また、ビタミン12とともに赤血球の生産を助ける造血の働きがあります。

 

 

・ 葉酸の効果は?

 

葉酸は正しく細胞分裂が行われるのに重要な役割をする栄養素なので、妊活中の男女、妊娠初期の女性にはサプリメントでの摂取が勧められています。赤ちゃんの細胞分裂が活発な時期に葉酸不足にならないようにする事で神経管閉鎖障など先天性異常のリスクを減らします。

 

また、造血作用がある葉酸は、赤血球を作り、悪性貧血を予防します。

 

そして、葉酸は動脈硬化の原因となるホモシステインを減らす作用があります。
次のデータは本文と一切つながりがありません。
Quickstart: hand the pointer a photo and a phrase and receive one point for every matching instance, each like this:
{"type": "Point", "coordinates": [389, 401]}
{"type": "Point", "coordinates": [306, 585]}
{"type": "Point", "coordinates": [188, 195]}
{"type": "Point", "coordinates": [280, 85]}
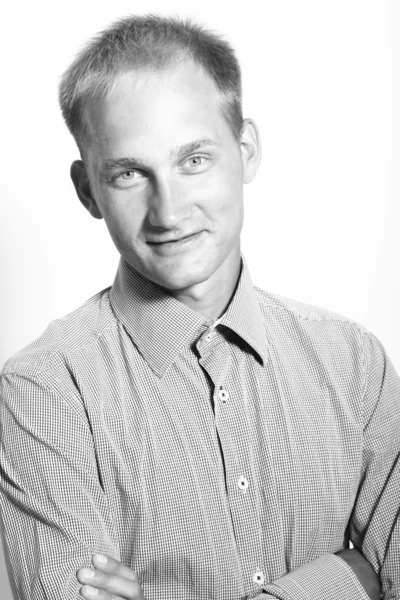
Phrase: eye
{"type": "Point", "coordinates": [128, 175]}
{"type": "Point", "coordinates": [125, 178]}
{"type": "Point", "coordinates": [195, 161]}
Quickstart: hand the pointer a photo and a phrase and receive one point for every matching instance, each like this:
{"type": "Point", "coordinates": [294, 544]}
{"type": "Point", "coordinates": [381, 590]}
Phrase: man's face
{"type": "Point", "coordinates": [167, 176]}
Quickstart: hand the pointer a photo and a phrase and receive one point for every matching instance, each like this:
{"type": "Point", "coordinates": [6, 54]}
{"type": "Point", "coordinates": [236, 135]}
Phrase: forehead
{"type": "Point", "coordinates": [157, 107]}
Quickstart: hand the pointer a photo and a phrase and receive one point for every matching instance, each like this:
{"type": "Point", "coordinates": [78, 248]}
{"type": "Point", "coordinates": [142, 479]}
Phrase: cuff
{"type": "Point", "coordinates": [328, 577]}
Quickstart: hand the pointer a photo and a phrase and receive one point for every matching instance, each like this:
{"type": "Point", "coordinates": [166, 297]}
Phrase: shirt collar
{"type": "Point", "coordinates": [162, 327]}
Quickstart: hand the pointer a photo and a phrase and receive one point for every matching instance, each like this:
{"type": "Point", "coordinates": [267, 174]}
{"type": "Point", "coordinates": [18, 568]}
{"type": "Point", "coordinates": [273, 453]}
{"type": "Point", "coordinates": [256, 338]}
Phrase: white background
{"type": "Point", "coordinates": [322, 80]}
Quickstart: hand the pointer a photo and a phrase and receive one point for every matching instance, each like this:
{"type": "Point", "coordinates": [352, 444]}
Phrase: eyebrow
{"type": "Point", "coordinates": [129, 161]}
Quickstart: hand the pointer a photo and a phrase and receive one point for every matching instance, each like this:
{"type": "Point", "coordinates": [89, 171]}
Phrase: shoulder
{"type": "Point", "coordinates": [297, 324]}
{"type": "Point", "coordinates": [275, 303]}
{"type": "Point", "coordinates": [64, 337]}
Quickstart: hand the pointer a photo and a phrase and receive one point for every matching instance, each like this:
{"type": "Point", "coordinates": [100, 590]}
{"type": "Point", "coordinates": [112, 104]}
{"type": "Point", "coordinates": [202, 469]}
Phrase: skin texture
{"type": "Point", "coordinates": [162, 195]}
{"type": "Point", "coordinates": [170, 192]}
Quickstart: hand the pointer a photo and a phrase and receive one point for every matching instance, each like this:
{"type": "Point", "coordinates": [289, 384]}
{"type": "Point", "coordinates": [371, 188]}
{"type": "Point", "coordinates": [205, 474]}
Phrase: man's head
{"type": "Point", "coordinates": [155, 107]}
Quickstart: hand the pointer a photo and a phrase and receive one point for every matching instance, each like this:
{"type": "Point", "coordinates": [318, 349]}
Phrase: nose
{"type": "Point", "coordinates": [168, 205]}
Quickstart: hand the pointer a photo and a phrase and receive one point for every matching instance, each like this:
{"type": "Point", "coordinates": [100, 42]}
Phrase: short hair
{"type": "Point", "coordinates": [137, 42]}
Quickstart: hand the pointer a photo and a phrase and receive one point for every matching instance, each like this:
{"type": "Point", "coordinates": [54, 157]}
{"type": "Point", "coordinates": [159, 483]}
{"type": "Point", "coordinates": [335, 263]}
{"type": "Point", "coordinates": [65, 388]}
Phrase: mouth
{"type": "Point", "coordinates": [167, 245]}
{"type": "Point", "coordinates": [172, 241]}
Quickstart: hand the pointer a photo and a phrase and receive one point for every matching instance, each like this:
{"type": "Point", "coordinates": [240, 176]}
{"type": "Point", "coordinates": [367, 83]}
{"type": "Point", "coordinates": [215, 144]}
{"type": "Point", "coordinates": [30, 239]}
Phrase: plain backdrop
{"type": "Point", "coordinates": [322, 80]}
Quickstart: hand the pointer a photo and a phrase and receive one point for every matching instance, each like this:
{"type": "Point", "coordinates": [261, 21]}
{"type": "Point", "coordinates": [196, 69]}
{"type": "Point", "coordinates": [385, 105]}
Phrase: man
{"type": "Point", "coordinates": [210, 439]}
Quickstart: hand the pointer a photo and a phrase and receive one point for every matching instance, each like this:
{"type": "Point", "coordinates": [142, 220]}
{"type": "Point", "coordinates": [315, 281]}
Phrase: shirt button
{"type": "Point", "coordinates": [259, 577]}
{"type": "Point", "coordinates": [243, 484]}
{"type": "Point", "coordinates": [223, 395]}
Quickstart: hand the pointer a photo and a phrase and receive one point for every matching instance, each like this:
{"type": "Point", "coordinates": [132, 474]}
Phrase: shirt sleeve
{"type": "Point", "coordinates": [53, 511]}
{"type": "Point", "coordinates": [374, 525]}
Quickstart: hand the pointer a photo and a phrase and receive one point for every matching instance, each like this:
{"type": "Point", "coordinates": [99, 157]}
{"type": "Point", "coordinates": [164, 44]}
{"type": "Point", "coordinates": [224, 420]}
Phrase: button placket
{"type": "Point", "coordinates": [223, 395]}
{"type": "Point", "coordinates": [243, 483]}
{"type": "Point", "coordinates": [259, 577]}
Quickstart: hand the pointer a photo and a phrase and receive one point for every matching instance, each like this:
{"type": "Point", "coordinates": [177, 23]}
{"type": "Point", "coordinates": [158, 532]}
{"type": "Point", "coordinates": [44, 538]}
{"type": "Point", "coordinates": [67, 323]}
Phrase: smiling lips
{"type": "Point", "coordinates": [167, 246]}
{"type": "Point", "coordinates": [162, 241]}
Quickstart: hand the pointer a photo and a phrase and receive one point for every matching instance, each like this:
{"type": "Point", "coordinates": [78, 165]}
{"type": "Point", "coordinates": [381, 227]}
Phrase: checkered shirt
{"type": "Point", "coordinates": [222, 461]}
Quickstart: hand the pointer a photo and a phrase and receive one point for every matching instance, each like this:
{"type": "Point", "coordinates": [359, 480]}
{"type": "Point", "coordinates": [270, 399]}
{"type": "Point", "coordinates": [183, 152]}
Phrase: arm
{"type": "Point", "coordinates": [54, 513]}
{"type": "Point", "coordinates": [374, 526]}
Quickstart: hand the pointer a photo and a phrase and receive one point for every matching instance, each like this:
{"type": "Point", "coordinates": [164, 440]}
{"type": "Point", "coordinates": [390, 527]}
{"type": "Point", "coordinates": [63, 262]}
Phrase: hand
{"type": "Point", "coordinates": [363, 570]}
{"type": "Point", "coordinates": [110, 580]}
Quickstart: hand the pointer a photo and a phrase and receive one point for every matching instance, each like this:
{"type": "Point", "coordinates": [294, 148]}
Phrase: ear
{"type": "Point", "coordinates": [250, 147]}
{"type": "Point", "coordinates": [80, 180]}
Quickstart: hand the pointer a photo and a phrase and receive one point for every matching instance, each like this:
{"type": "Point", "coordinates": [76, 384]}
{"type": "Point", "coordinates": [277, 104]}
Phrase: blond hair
{"type": "Point", "coordinates": [142, 42]}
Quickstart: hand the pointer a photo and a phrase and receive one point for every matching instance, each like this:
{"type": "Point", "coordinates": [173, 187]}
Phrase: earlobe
{"type": "Point", "coordinates": [251, 150]}
{"type": "Point", "coordinates": [81, 183]}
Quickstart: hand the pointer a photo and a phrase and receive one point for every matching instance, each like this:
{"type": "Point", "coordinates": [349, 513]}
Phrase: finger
{"type": "Point", "coordinates": [113, 584]}
{"type": "Point", "coordinates": [91, 593]}
{"type": "Point", "coordinates": [111, 565]}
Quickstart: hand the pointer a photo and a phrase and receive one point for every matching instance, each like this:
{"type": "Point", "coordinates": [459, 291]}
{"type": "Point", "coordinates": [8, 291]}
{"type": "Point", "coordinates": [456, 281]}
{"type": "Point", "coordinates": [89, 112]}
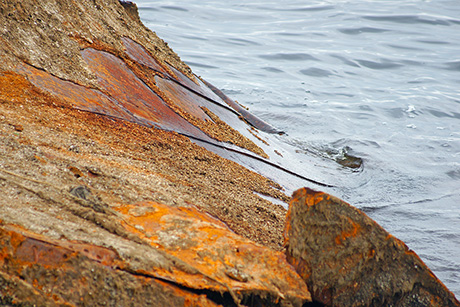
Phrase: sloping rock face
{"type": "Point", "coordinates": [347, 259]}
{"type": "Point", "coordinates": [105, 200]}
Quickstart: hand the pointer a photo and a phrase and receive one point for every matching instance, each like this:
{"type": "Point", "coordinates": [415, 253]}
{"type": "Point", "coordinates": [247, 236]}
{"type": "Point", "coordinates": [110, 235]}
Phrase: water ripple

ホモシステインが血液中にたまると動脈硬化の原因となって脳梗塞や心筋梗塞、心臓病を招きます。

 

ホモシステインの血中濃度を減らすことでこれらの病気の予防に効果があると言われています。

 

 

・ どのくらい摂取すれば良いの?

 

日本人の葉酸の必要摂取量は、成人で1日200マイクログラムです。

 

しかし、妊婦さん(妊娠の1ヶ月前から)は通常の倍の400マイクログラム、授乳中の女性は280マイクログラムと言われています。

 

 

・ どうして葉酸不足になるの?

 

葉酸は性質上(水に溶けやすく光に弱いなど)食事から摂取するのが難しいことから、葉酸不足になってしまいます。サプリメントの摂取が勧められているのは食品から必要量を摂取することが難しいという理由があります。

 

また、大量のアルコール摂取も葉酸の吸収と代謝を妨げるため葉酸欠乏症の原因になります。

 

 

・ 葉酸が不足するとどうなる?

 

葉酸が不足すると葉酸欠乏症の症状が出ます。
初期症状としては疲労感やめまい、息切れ、などがあり、葉酸が不足することで粘膜が弱り、舌、口内炎や胃腸炎、下痢などを引き起こします。

 

また、葉酸は造血作用があるので、不足すると貧血の原因になります。

 

普通、貧血というと鉄分不足がありますが、葉酸不足の貧血は悪性貧血と言い、重くなると歩行障害の症状が出たりします。

 

 

・妊活中の人や妊婦さんが摂取した方が良いのはなぜ?

 

妊活中の方や妊婦さんの葉酸摂取が呼びかけられている理由は、胎児の先天性異常を予防するためです。

 

妊娠1ヶ月前から妊娠16週頃までは特に細胞分裂が盛んな時期で、正しく細胞が作られるのに葉酸は必要不可欠な栄養素だからです。

 

 

 

葉酸について前編から簡単にまとめてみましたが、葉酸はこれだけでなく、うつ病や癌、アルツハイマー病など、いろいろな病気と関係があり、注目されている栄養素です。

 

また、前編でも紹介したように、動脈硬化を防ぐことで脳梗塞や心筋梗塞、心臓病などの予防にもなるので積極的に摂取したい栄養素ですね。